Whole-Genome Sequencing Workshop

Exploring a Personal Genome at 30x Depth

Go beyond SNP chips. Explore 3.7 million SNPs, 912,000 indels, and 8,925 structural variants from a real human genome. Everything runs in Google Colab. No installation, no API keys, no cost.

Dr Manuel Corpas · University of Westminster · 2026

Open in Google Colab GitHub Repository

What is this dataset?

A complete human genome, sequenced at 30x depth, published under open access. What SNP arrays miss, WGS captures.

3.7MSNPs
912KIndels
8,925Structural Variants
1,387CNVs

A real genome, fully open

Manuel Corpas published his 30x whole-genome sequence under CC0 (public domain) on Zenodo (DOI: 10.5281/zenodo.19297389). The genome was sequenced by Dante Labs on an Illumina platform and aligned to the GRCh37 reference.

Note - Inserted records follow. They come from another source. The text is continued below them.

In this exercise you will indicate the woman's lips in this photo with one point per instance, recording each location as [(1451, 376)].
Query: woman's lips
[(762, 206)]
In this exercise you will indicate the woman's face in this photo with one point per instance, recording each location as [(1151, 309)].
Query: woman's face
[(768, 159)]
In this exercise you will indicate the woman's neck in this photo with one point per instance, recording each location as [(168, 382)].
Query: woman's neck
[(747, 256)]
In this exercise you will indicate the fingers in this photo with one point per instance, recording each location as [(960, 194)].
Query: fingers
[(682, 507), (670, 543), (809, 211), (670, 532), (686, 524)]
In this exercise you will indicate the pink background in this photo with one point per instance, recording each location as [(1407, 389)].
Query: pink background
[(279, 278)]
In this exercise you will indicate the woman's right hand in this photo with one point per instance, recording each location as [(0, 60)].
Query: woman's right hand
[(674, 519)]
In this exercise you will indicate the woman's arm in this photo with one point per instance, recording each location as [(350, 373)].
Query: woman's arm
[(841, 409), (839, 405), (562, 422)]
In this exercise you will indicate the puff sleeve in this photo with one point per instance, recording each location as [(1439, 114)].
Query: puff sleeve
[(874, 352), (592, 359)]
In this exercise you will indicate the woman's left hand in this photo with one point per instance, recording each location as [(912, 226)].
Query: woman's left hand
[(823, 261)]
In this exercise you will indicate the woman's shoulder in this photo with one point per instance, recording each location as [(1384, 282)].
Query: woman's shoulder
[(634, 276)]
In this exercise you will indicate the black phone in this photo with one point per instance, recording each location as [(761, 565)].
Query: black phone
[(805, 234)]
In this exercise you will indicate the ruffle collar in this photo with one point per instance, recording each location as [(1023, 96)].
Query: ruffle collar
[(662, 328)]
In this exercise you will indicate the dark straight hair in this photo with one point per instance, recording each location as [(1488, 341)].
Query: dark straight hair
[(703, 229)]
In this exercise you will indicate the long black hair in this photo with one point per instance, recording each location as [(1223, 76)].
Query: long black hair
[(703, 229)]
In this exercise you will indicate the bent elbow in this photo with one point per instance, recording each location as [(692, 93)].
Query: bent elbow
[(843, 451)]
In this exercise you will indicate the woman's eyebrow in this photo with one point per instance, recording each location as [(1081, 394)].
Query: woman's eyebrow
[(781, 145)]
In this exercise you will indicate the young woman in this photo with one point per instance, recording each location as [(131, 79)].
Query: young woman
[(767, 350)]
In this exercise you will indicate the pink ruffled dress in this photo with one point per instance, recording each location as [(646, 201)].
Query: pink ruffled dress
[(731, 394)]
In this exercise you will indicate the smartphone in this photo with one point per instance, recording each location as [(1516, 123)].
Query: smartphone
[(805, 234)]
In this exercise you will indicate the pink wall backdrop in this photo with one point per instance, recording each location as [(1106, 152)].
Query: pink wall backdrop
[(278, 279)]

The dataset contains SNPs, indels, and structural variants (DEL, DUP, INV, BND, INS), plus copy number variant calls. This is a complete picture of one human genome, not a sparse sampling of pre-selected positions.

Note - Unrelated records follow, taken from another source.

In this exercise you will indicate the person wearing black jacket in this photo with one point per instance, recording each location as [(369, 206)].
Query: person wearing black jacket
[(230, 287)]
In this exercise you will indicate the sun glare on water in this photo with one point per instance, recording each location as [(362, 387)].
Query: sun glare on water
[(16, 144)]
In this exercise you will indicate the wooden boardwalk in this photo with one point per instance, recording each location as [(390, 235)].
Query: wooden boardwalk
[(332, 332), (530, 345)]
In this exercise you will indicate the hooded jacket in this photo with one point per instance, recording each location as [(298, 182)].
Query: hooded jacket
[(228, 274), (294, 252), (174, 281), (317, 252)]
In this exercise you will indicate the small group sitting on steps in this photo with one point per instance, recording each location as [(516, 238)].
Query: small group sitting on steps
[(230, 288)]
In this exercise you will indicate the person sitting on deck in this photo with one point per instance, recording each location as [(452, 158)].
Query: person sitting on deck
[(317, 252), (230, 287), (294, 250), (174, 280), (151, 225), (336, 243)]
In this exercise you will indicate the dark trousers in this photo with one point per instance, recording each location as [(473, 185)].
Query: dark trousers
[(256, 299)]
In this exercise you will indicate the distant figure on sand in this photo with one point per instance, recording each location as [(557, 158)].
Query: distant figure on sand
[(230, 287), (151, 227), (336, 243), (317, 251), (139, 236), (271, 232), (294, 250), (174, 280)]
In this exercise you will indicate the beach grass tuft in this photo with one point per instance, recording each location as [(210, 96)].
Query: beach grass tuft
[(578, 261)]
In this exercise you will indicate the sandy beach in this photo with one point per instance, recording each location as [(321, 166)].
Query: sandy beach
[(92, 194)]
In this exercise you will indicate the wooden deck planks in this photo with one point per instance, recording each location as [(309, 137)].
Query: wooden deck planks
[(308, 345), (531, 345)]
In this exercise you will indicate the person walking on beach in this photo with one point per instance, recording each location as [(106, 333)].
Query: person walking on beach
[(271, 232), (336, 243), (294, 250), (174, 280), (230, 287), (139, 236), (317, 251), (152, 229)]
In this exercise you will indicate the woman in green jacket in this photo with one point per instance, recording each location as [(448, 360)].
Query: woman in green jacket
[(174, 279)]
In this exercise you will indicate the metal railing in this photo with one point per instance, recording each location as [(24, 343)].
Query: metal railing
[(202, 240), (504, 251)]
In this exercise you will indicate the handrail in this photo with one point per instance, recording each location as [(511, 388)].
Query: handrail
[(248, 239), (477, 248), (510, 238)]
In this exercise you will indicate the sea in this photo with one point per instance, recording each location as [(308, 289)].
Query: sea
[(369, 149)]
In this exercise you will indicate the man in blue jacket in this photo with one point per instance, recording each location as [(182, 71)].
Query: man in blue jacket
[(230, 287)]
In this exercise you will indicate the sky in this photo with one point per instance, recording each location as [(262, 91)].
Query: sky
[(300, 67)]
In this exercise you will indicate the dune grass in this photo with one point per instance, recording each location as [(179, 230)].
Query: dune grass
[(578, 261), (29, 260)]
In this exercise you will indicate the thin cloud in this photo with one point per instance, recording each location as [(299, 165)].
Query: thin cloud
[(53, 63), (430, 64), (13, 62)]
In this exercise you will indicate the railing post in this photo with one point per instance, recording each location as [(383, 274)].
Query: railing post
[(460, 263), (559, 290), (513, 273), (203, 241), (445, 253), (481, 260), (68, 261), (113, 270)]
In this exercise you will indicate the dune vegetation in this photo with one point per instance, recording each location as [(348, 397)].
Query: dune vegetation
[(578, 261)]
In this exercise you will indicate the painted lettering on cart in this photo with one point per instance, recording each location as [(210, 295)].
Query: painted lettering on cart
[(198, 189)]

Research and educational use

This dataset is provided for research and educational purposes only. It is not intended for clinical decision-making.

What WGS captures that SNP arrays miss

SNP chips test approximately 600,000 pre-selected positions. WGS sequences every base pair across the entire genome. The difference is not incremental; it is a different category of data.

MetricSNP Array30x WGS
SNPs~600,000~3,716,648
Indels0~912,009
Structural variants08,925
CNVs01,387
Gene coverageSparse (pre-selected)Complete
Ti/Tv ratioN/A2.03
Het/Hom ratioN/A1.63

SNP arrays are useful for population-scale screening, but they are blind to insertions, deletions, inversions, duplications, and novel variants not on the chip. WGS sees all of these.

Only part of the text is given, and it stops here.